The Ontario provincial police mobilized outside Ottawa’s city center on Thursday, in what appeared to be preparation for a promised clampdown on protesters who have paralyzed the capital of Canada for three weeks.
In the early morning, police officers were seen leaving a convention center near the airport where they had gathered. Police vehicles, which had filled a large parking lot, began to leave.
Five municipal buses were seen idling on a street adjacent to the convention center, and police officers were seen boarding at least two of them, to travel to the city’s western suburbs. Ontario provincial police officers were seen gathering at all the major hotels in that area.
Ottawa police officers patrolling the entrance to the parking lot would not confirm why they were gathered there.
Around the Parliament building downtown, construction workers spent the dawn hours putting up 12-foot-high wire fencing in a soggy morning rain, and protesters braced for police action. Among them was Andrew Broe, who said the truckers were exchanging text messages with the protest leadership. He said their instructions were to remain in their trucks, lock the doors and not open them for, anyone including the police.
Addressing the House of Commons on Thursday, Prime Minister Justin Trudeau called for the protesters to go home. “It is high time that these illegal and dangerous activities stop, including here in Ottawa,” he said.
The protests began weeks ago with a loosely organized group of truckers objecting to a requirement that they be vaccinated if they cross the U.S.-Canada border. With organizing help from right-wing activists, the protests ballooned into a broader movement opposed to an array of pandemic measures and to Prime Minister Justin Trudeau generally.
If the clampdown takes place, it could help bring to an end a crisis that has undermined the leadership of Mr. Trudeau and disrupted local residents and the local economy. Truckers and their supporters blocked key border crossings and other routes, impeding commerce and idling automakers’ plants. Some blockaded streets and harassed residents in Ottawa, creating a round-the-clock cacophony in quiet residential neighborhoods. Physical violence has been rare.
Ottawa residents and many Canadians have grown impatient with the sluggishness of the police response, and early this week Ottawa’s police chief resigned amid criticism of law enforcement.
Mr. Trudeau took the rare step this week of declaring a national public order emergency — the first such declaration in half a century — to end the protests. The move extended more robust policing measures across the country, and took aim at both protesters’ fund-raising, which has been deemed a criminal activity, and the demonstrators’ personal and business bank accounts.
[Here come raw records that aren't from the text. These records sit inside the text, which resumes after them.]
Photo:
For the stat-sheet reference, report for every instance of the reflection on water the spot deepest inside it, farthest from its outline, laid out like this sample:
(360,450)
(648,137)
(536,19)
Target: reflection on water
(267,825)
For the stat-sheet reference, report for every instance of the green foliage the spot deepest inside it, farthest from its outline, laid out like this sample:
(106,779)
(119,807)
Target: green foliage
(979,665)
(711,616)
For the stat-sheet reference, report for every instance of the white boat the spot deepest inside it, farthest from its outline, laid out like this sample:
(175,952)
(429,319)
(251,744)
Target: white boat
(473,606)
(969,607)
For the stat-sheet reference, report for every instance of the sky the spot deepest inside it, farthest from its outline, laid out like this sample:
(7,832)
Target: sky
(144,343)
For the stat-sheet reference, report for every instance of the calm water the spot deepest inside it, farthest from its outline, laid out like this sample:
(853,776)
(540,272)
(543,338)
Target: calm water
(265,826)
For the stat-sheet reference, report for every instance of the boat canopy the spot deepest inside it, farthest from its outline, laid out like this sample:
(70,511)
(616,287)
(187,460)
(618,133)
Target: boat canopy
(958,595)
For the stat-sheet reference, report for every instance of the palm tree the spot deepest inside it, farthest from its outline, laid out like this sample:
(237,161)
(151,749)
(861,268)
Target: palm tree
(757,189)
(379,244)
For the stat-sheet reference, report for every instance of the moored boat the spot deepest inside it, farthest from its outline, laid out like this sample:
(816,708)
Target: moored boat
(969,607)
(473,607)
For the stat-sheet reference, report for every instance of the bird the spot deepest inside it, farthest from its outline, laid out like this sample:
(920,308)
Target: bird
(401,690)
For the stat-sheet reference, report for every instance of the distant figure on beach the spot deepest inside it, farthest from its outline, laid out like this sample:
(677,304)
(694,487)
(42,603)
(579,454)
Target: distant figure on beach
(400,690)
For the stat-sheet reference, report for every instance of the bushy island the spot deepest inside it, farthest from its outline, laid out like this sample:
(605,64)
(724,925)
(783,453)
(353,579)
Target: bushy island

On Wednesday during a special City Council meeting, Steve Bell, the interim Ottawa police chief, said officers now had the resources and a plan to end the protest. He did not discuss the timing or particulars of the plan, citing operational reasons, but said officers were ready to use tactics that “are not what we’re used to seeing in Ottawa,” as part of a “lawful” escalation.
“We’re going to take back the entirety of the downtown core,” Mr. Bell said. “We have a good, well-resourced plan to end the occupation.”
The police had begun distributing written notices to protesters in Ottawa on Wednesday warning those remaining to leave the area or face penalties. A few of the truckers have their children with them, and one police notice warned that anyone taking a minor to an illegal protest could face uip to five years in prison.
Some protesters have been accompanied by their dogs, and Ottawa municipal officials warned on Thursday that if protesters were separated from their pets during a police action, the animals would be placed in protective care for eight days, at their expense, and would be “considered relinquished” after that.
On Tuesday, the police charged four people with conspiring to murder police officers, part of a group of 13 people charged with planning a violent response if the police tried to break up the blockade of a border crossing between Alberta and Montana at the Canadian village of Coutts.
Around the country there have been signs of the protests losing steam as government leaders and law-enforcement officials, who were reluctant at first to take action, have taken a steadily tougher line.
Border blockades have ended at Windsor, Ontario, linking to Detroit; at Coutts; and, on Wednesday, at Emerson, Manitoba, crossing into North Dakota, among others.
Sarah Maslin Nir contributed reporting.